How to deal with common injuries

Cramps

A cramp is an abrupt muscle spasm that can occur in one or multiple muscles, causing sudden and intense pain. While usually not serious, it’s common during sports, often triggered by dehydration from intense activity or loss of essential salts through excessive sweating. Taking regular breaks for hydration and rest can help prevent cramps

Multiple Cramp Treatment

Foot Cramp

  • Assist the affected person in putting weight on the front part of the affected foot while providing support.
  • Gently stretch the foot to alleviate the spasm, followed by a gentle massage to relieve pain.

Calf Muscle Cramp

  • Help the person straighten their leg and support the foot on the affected leg.
  • Flex the foot upwards with toes pointing towards the body, then massage to alleviate discomfort.

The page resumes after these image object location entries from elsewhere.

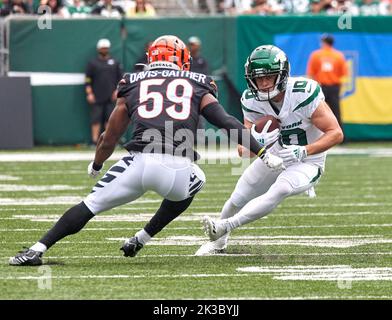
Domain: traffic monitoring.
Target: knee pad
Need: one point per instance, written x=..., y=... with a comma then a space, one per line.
x=197, y=180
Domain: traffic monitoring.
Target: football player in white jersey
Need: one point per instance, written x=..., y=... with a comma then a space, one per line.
x=308, y=128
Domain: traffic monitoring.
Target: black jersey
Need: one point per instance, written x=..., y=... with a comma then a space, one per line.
x=164, y=106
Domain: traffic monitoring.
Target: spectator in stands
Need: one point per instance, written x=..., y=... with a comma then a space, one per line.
x=373, y=7
x=328, y=67
x=108, y=10
x=102, y=75
x=199, y=63
x=265, y=7
x=13, y=7
x=55, y=7
x=234, y=7
x=295, y=6
x=339, y=7
x=141, y=62
x=141, y=9
x=320, y=6
x=79, y=9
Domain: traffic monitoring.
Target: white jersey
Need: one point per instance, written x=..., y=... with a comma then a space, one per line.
x=302, y=97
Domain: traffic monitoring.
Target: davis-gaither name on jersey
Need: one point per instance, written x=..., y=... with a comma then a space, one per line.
x=134, y=77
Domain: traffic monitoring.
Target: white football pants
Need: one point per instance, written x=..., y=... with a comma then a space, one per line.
x=259, y=190
x=174, y=178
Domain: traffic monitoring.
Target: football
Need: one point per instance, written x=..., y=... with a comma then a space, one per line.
x=261, y=122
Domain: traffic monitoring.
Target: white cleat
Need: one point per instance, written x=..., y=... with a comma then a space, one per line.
x=212, y=247
x=214, y=229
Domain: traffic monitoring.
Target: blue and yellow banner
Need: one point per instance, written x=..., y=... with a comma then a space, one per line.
x=366, y=93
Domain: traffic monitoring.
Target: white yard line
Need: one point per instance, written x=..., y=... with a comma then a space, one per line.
x=373, y=225
x=22, y=187
x=322, y=273
x=225, y=255
x=208, y=154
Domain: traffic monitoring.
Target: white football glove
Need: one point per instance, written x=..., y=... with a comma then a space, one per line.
x=265, y=138
x=273, y=162
x=292, y=154
x=93, y=173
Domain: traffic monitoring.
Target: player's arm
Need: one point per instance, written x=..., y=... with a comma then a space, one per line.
x=242, y=151
x=116, y=127
x=216, y=114
x=324, y=119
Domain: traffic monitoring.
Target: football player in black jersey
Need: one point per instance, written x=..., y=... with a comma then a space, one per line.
x=163, y=103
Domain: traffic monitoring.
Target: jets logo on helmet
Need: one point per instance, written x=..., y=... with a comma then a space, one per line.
x=169, y=52
x=264, y=61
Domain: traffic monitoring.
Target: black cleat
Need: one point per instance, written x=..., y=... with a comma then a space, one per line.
x=26, y=257
x=131, y=247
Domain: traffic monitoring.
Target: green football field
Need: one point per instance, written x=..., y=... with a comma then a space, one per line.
x=334, y=246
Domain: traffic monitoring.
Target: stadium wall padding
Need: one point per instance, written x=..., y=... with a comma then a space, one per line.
x=60, y=111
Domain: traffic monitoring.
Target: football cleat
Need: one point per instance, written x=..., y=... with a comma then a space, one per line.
x=26, y=257
x=214, y=229
x=131, y=247
x=212, y=247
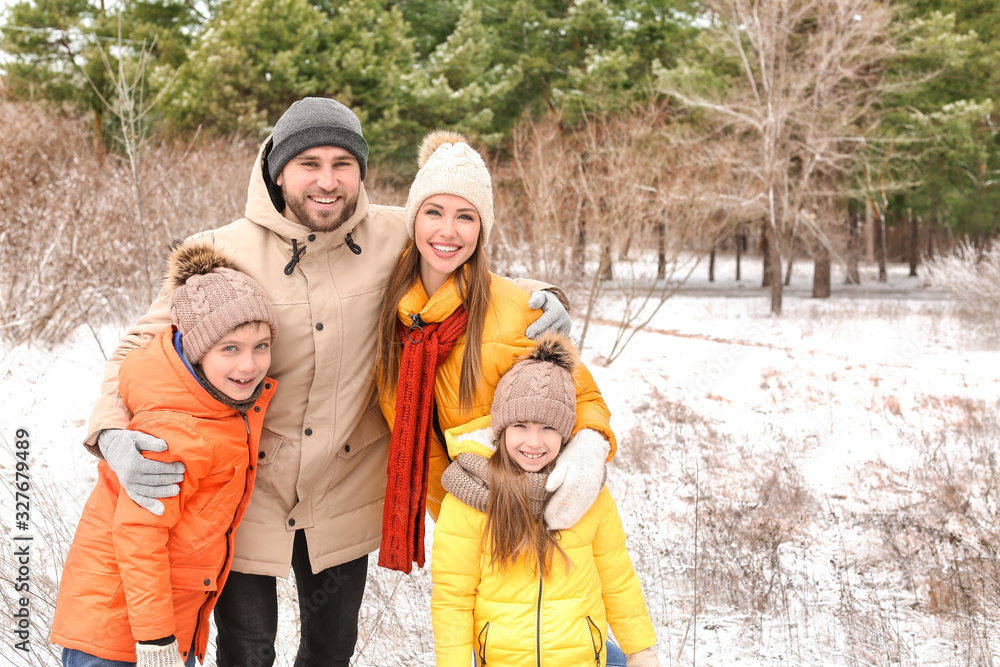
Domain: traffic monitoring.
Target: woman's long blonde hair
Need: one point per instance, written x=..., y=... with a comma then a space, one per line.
x=473, y=282
x=512, y=529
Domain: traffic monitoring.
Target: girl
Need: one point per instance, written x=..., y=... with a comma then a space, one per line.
x=448, y=331
x=506, y=586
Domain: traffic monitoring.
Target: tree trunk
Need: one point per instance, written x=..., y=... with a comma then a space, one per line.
x=627, y=247
x=98, y=145
x=880, y=249
x=605, y=270
x=776, y=287
x=853, y=241
x=740, y=241
x=580, y=242
x=765, y=247
x=821, y=274
x=661, y=249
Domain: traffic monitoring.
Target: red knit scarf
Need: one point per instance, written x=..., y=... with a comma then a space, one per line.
x=406, y=489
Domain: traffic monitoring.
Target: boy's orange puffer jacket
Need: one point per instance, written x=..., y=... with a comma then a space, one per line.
x=131, y=575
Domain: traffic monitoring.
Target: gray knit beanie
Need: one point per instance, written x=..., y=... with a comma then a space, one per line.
x=210, y=298
x=448, y=165
x=539, y=389
x=312, y=122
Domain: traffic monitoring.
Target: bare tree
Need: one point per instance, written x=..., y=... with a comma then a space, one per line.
x=631, y=186
x=809, y=74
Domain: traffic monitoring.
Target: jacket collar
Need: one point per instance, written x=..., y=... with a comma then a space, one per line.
x=260, y=209
x=436, y=308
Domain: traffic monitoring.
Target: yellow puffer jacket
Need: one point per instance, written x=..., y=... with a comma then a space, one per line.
x=503, y=344
x=516, y=618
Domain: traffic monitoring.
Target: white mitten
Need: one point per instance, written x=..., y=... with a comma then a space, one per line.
x=151, y=655
x=576, y=479
x=645, y=658
x=554, y=315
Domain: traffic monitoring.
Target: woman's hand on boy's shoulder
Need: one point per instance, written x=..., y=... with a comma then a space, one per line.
x=143, y=479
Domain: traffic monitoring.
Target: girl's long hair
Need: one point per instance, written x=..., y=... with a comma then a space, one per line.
x=512, y=530
x=473, y=282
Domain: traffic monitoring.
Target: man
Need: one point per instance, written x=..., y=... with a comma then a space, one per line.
x=323, y=254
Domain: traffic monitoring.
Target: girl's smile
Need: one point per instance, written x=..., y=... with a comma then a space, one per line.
x=445, y=232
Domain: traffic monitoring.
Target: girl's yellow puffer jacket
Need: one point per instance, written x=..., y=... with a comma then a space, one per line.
x=503, y=344
x=516, y=618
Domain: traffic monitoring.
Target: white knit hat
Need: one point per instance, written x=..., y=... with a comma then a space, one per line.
x=448, y=165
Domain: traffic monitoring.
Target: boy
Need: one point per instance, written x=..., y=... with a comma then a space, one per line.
x=138, y=589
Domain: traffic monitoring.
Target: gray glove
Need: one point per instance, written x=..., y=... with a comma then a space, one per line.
x=151, y=655
x=553, y=318
x=144, y=479
x=576, y=479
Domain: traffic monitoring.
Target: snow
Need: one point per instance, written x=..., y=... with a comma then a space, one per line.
x=810, y=489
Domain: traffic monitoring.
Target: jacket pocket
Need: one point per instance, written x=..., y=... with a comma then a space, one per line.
x=270, y=443
x=192, y=578
x=215, y=493
x=484, y=635
x=596, y=639
x=371, y=428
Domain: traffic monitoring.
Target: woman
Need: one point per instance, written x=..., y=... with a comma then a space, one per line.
x=449, y=329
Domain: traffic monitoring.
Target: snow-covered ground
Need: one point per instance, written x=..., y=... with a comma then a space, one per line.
x=817, y=488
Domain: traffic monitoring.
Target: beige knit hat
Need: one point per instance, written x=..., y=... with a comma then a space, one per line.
x=539, y=389
x=448, y=165
x=210, y=297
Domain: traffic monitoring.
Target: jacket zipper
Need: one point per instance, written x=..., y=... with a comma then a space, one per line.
x=599, y=644
x=538, y=626
x=484, y=636
x=225, y=560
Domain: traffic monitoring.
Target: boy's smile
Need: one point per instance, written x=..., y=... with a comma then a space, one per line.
x=239, y=361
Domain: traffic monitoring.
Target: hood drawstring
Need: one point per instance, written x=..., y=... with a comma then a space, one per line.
x=296, y=256
x=355, y=248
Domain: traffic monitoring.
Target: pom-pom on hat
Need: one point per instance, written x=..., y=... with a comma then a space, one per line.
x=448, y=165
x=209, y=297
x=312, y=122
x=540, y=388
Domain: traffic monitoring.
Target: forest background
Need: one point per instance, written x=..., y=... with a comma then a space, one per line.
x=819, y=488
x=817, y=130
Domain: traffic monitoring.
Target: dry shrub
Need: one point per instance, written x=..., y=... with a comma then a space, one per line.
x=944, y=541
x=627, y=202
x=741, y=530
x=973, y=276
x=70, y=252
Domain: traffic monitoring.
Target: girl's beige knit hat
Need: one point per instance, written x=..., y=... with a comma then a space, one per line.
x=539, y=389
x=448, y=165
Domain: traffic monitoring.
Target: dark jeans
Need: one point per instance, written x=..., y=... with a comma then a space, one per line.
x=246, y=615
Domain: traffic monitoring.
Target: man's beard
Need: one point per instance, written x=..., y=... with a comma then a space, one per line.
x=317, y=220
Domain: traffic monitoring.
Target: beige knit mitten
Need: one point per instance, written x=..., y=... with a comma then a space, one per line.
x=576, y=479
x=645, y=658
x=150, y=655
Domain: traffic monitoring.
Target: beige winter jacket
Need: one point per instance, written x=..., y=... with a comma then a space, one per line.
x=324, y=448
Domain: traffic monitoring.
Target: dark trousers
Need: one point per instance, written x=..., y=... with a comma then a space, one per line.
x=246, y=615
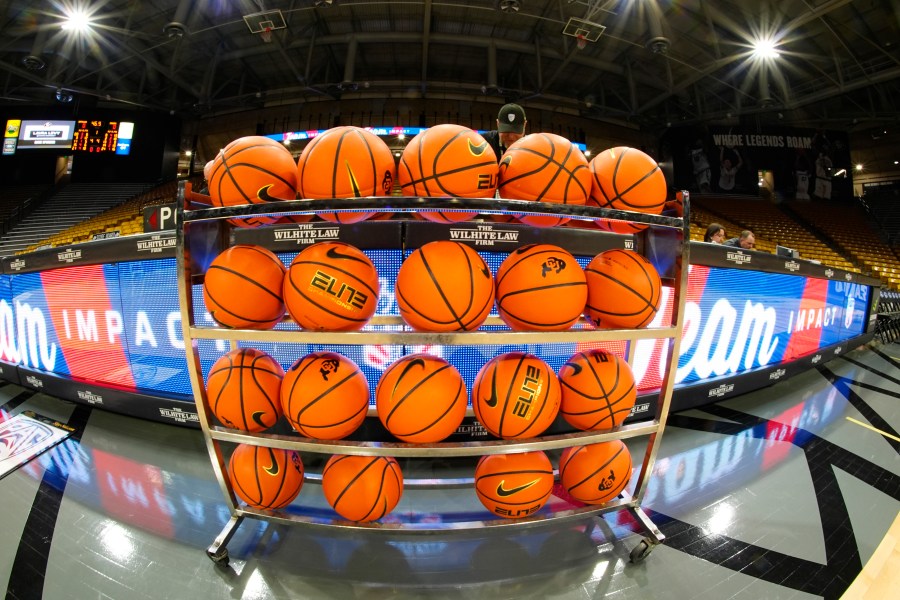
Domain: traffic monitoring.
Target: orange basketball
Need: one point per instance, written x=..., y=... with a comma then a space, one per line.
x=331, y=286
x=627, y=179
x=516, y=395
x=421, y=398
x=266, y=478
x=514, y=485
x=624, y=290
x=242, y=389
x=545, y=167
x=595, y=473
x=325, y=396
x=242, y=288
x=362, y=488
x=444, y=286
x=252, y=170
x=598, y=390
x=448, y=160
x=540, y=287
x=346, y=162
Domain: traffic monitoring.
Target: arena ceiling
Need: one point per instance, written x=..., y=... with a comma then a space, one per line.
x=654, y=63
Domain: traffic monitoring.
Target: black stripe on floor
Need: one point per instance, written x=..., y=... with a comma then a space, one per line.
x=843, y=563
x=26, y=578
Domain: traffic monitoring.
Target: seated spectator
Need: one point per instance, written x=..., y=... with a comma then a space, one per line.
x=747, y=241
x=715, y=234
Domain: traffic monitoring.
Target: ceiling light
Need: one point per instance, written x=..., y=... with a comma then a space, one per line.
x=765, y=49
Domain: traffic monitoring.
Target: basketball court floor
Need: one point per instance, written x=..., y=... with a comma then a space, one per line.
x=786, y=492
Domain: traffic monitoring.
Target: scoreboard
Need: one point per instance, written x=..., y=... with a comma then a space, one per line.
x=97, y=136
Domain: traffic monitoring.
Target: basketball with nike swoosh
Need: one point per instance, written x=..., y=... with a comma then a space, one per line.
x=243, y=388
x=421, y=398
x=346, y=162
x=516, y=395
x=265, y=478
x=595, y=473
x=514, y=485
x=448, y=161
x=252, y=170
x=331, y=286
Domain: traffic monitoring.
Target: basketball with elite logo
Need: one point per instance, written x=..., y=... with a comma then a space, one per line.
x=545, y=167
x=242, y=389
x=448, y=161
x=265, y=478
x=540, y=287
x=362, y=488
x=516, y=395
x=331, y=286
x=325, y=396
x=595, y=473
x=624, y=290
x=346, y=162
x=514, y=485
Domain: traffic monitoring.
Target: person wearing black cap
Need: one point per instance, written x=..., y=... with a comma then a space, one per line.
x=511, y=123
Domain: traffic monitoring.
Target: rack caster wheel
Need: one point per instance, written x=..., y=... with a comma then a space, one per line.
x=642, y=550
x=220, y=557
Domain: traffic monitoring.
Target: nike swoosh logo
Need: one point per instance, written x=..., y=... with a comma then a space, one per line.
x=503, y=492
x=353, y=183
x=477, y=150
x=492, y=401
x=273, y=470
x=576, y=368
x=257, y=418
x=333, y=252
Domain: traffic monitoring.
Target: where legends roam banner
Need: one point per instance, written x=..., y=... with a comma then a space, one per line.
x=119, y=325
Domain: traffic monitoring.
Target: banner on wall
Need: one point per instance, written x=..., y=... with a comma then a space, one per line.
x=806, y=164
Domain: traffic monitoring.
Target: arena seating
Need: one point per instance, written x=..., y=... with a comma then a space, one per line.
x=855, y=233
x=771, y=225
x=69, y=206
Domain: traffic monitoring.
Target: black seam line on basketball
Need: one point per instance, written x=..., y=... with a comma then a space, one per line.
x=440, y=417
x=255, y=373
x=325, y=393
x=354, y=479
x=29, y=566
x=600, y=468
x=245, y=278
x=647, y=302
x=406, y=368
x=842, y=562
x=872, y=369
x=431, y=274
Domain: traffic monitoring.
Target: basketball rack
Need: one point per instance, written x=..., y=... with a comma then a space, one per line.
x=664, y=235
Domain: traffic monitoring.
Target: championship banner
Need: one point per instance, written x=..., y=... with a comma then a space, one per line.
x=25, y=436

Cramp in the front or back of the thigh 

  • Guide the individual to lie down and rest.
  • For front thigh cramps, gently raise the affected leg and bend the knee to stretch the muscles.
  • For back thigh cramps, keep the affected leg straight.
  • Massage the leg after the spasms subside for relief.

Cuts & Grazes

In a wide range of sports, minor abrasions and cuts are likely the most frequent occurring injuries among the sportsmen. 

A “cut” is a visible break in the skin. A “graze” is when the skin’s outermost layer is removed by a rough surface, sometimes exposing tiny nerve endings. The most crucial tasks for a first aider in both situations are to clean the wound and prevent any infection.

Treatment to cuts & Grazes

The First Aider should instruct the casualty to apply pressure to bleeding wounds, elevate limbs if necessary, wear disposable gloves, clean the wound with water or antiseptic wipes, apply antiseptic gel, then cover with appropriate dressing for healing.

Additional medical guidance should be seeked if:

  • The cut is deep or has jagged edges
  • Foreign matter is present in the wound
  • The wound is on the casualty’s face
  • The wound is from a bite
  • The wound shows signs of infection or becomes painful.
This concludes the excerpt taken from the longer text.